1951: Rosalind Franklin, grazie alle sue straordinarie abilità di ripresa a raggi X, ha raccolto numerose informazioni fondamentali per le scoperte successive con le sue immagini sul DNA, tanto che si pensa sia lei la prima e vera scopritrice della struttura del polimero. Purtroppo, tutto il suo importante lavoro non ha mai ricevuto il degno riconoscimento durante la sua breve vita (infatti morirà a soli 37 anni, nel 1958, per un cancro provocato dalle radiazioni a cui era sottoposta continuamente)...


1952: Alfred D. Hershey e Martha Chase, mediante un esperimento (che ha preso il loro nome), dimostrano che il materiale genetico dei batteriofagi è composto da DNA e non da proteine.


1952: James D. Watson e Francis Crick incontrano Maurice Wilkins che stava conducendo studi analoghi a quelli di Rosalind Franklin: infatti, Wilkins si impossessò delle copie di alcune foto della scienziata che lavorava per il suo istituto e le mise a disposizione dei due inesperti ragazzi.


25 Aprile 1953: Watson e Crick pubblicano ufficialmente le loro scoperte sul DNA, battendo sul tempo Wilkins e Franklin: il DNA aveva una struttura a doppia elica composta da due filamenti antiparalleli legati mediante ponti idrogeno tra le basi azotate. Dopo ulteriori scoperte, riceveranno il premio nobel (insieme a Wilkins) nel 1962, escludendo la povera e deceduta Franklin.


1959-1961: Marshall Nirenberg (destra) e Heinrich Matthaei (sinistra), mediante un esperimento, decifrano il codice genetico: grazie alla "RNA poli-U" (un filamento di RNA composto soltanto da nucleotidi con base azotata uracile, creato artificialmente), si scopre che il codice genetico si legge per triplette e che quest'ultima codificava soltanto amminoacidi "fenilalanina".


1962: John B. Gurdon, mediante un esperimento di vera e propria clonazione, dimostra che le cellule somatiche di un organismo sono in possesso di tutto il genoma e che la diversa produzione di proteine delle varie cellule (proteoma) non implica una perdita del patrimonio genetico, bensì una sorta di inattivazione "a tempo indeterminato" di certi geni.

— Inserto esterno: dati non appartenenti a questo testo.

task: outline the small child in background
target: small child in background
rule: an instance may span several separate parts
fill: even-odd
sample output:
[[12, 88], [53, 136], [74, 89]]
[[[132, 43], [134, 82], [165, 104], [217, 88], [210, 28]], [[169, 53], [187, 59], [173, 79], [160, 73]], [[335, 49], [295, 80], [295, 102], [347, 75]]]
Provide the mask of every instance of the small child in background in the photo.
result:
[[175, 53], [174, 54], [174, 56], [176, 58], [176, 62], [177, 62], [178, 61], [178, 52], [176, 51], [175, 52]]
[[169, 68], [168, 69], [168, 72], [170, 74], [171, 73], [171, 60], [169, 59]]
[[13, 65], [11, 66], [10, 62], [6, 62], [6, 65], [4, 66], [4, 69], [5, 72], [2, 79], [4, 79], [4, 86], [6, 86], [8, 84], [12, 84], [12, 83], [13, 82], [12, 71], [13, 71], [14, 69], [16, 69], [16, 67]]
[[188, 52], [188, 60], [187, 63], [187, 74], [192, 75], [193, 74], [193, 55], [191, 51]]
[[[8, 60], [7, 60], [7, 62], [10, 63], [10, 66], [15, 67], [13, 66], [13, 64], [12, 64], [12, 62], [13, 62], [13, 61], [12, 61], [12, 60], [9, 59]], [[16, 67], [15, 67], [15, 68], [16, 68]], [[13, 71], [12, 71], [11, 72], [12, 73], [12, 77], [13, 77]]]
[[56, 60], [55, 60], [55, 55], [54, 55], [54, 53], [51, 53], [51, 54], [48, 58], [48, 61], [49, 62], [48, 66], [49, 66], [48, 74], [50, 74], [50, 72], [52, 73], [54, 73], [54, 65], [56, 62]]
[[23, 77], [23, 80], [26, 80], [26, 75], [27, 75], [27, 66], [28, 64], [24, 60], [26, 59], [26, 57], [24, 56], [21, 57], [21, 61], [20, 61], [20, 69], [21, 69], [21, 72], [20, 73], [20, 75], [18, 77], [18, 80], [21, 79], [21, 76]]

1963: Francois Jacob (in basso) e Jacques Monod (in alto) pubblicano, dopo anni di esperimenti, le scoperte sulla regolazione genica dei batteri basandosi sul modello dell'operone.


1986: Kary B. Mullis elabora un metodo per produrre tante copie di un singolo frammento di DNA che ancora oggi è impiegato moltissimo: la PCR (ossia Reazione a Catena della Polimerasi)

mercoledì 24 aprile 2013

La sintesi proteica nei procarioti

Tenevo a precisare che i vari passaggi della sintesi proteica elencati nei post precedenti riguardano generalmente gli organismi eucarioti: ciò non significa che gli organismi procarioti seguano processi differenti ma è utile tenere nota di alcune differenze.
  • Il processo di trascrizione dell'RNA messaggero e quello di traduzione sono praticamente consequenziali, probabilmente anche per l'assenza del nucleo.
  • Quindi, l'mRNA non subisce processi di "maturazione" (splicing, capping, poliadenilazione).
  • I ribosomi sono nel citoplasma, in assenza di reticolo endoplasmatico.
  • In particolare, durante la traduzione:
  1. Il primo amminoacido agganciato all'RNA transfer iniziatore non è una normale metionina, bensì si tratta della n-formilmetionina: come per gli eucarioti, anch'essa è spesso rimossa dalla catena.
  2. L'RNA messaggero è spesso tradotto da un gruppo di ribosomi contemporaneamente, il polisoma: questo anche perchè, data la scarsità di introni, spesso un solo filamento di mRNA porta le informazioni di più geni. Il polisoma, ad ogni modo, produce un numero maggiore di polipeptidi rispetto al singolo ribosoma (a parità di tempo).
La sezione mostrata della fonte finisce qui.